Coronary function altered in SLE
Systemic lupus erythematosus (SLE) patients have a significantly increased risk of coronary heart disease that is not fully explained by the classic risk factors, researchers report.
Writing in Arthritis and Rheumatism, Dr Kumiko Hirata (Columbia University, New York) and colleagues used transthoracic Doppler echocardiography to measure coronary flow velocity in 18 women with SLE and 19 matched healthy controls. Coronary flow reserve was also calculated using the ratio of hyperaemic to baseline coronary blood flow velocity in the left anterior descending coronary artery.
Participants had a mean duration of SLE of 8.2 years, with a mean SLE Disease Activity Index of 11.0. Coronary flow velocity reserves were reported as significantly lower in the SLE group compared to controls.
These findings "provide evidence that coronary vasomotor function is impaired in patients with SLE and support the notion that many of these young patients have subclinical coronary artery disease".

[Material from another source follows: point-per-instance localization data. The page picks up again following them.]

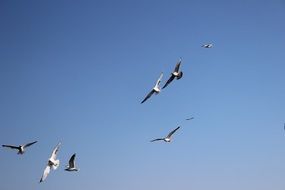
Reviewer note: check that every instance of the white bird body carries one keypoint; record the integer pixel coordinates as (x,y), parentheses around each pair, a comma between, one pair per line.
(21,149)
(71,167)
(168,137)
(176,74)
(207,45)
(52,163)
(155,90)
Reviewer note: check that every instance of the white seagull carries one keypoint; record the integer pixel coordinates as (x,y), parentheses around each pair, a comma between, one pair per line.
(207,45)
(175,74)
(71,167)
(168,137)
(21,148)
(156,89)
(52,163)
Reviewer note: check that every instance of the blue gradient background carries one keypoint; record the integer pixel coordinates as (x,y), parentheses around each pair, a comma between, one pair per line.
(76,71)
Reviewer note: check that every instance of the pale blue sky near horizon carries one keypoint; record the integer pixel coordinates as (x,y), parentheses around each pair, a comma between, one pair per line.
(75,72)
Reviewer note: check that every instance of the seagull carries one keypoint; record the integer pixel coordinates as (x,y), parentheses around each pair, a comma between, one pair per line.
(21,148)
(156,89)
(168,137)
(71,167)
(52,163)
(207,45)
(175,74)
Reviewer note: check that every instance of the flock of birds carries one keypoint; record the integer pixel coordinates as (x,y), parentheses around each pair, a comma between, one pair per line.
(53,162)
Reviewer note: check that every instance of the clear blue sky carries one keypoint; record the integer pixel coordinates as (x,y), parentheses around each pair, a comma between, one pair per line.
(76,72)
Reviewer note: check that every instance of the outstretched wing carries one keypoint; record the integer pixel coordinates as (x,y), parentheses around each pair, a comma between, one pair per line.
(29,144)
(71,161)
(10,146)
(160,139)
(172,132)
(169,81)
(177,66)
(148,96)
(55,150)
(45,174)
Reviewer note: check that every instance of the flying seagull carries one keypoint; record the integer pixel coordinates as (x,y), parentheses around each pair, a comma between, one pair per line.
(156,89)
(175,74)
(207,45)
(168,137)
(21,148)
(52,163)
(71,167)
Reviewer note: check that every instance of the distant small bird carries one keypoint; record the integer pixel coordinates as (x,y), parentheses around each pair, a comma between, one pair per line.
(207,45)
(21,148)
(156,89)
(52,163)
(71,167)
(175,74)
(168,137)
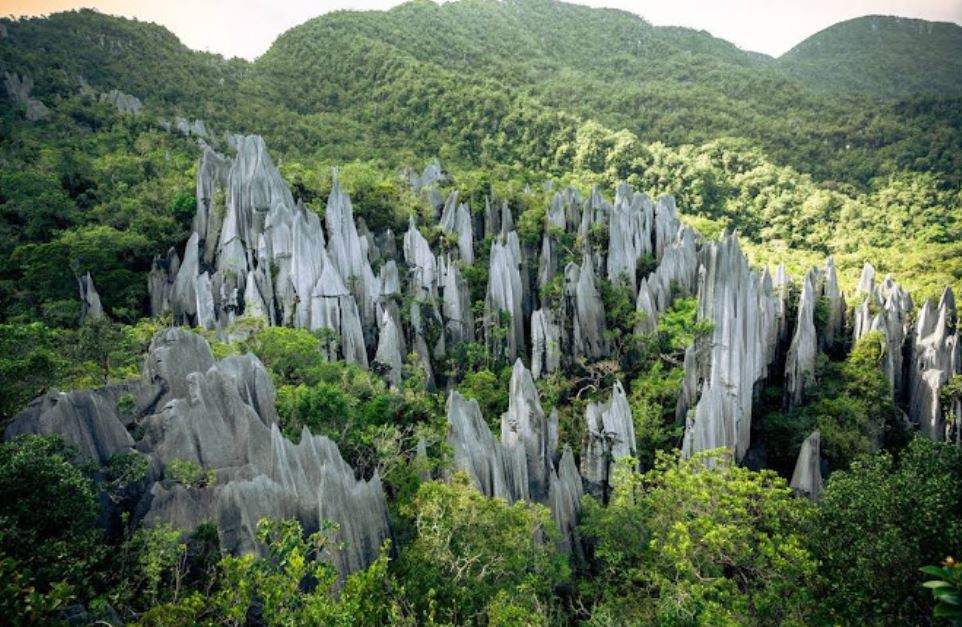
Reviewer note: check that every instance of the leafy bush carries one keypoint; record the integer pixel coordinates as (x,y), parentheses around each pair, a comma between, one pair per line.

To the authors' knowledge, this is the first report of altered coronary microvascular function in patients with SLE. The finding has particular importance in the light of previous evidence linking the extent of coronary vasomotor dysfunction to the risk of adverse cardiovascular events.
Inflammation is considered to central factor in the pathogenesis of atherosclerosis. The SLE model might assist research on the role of inflammation in atherogenesis, benefiting not only SLE patients but also improving the understanding of atherosclerosis in general.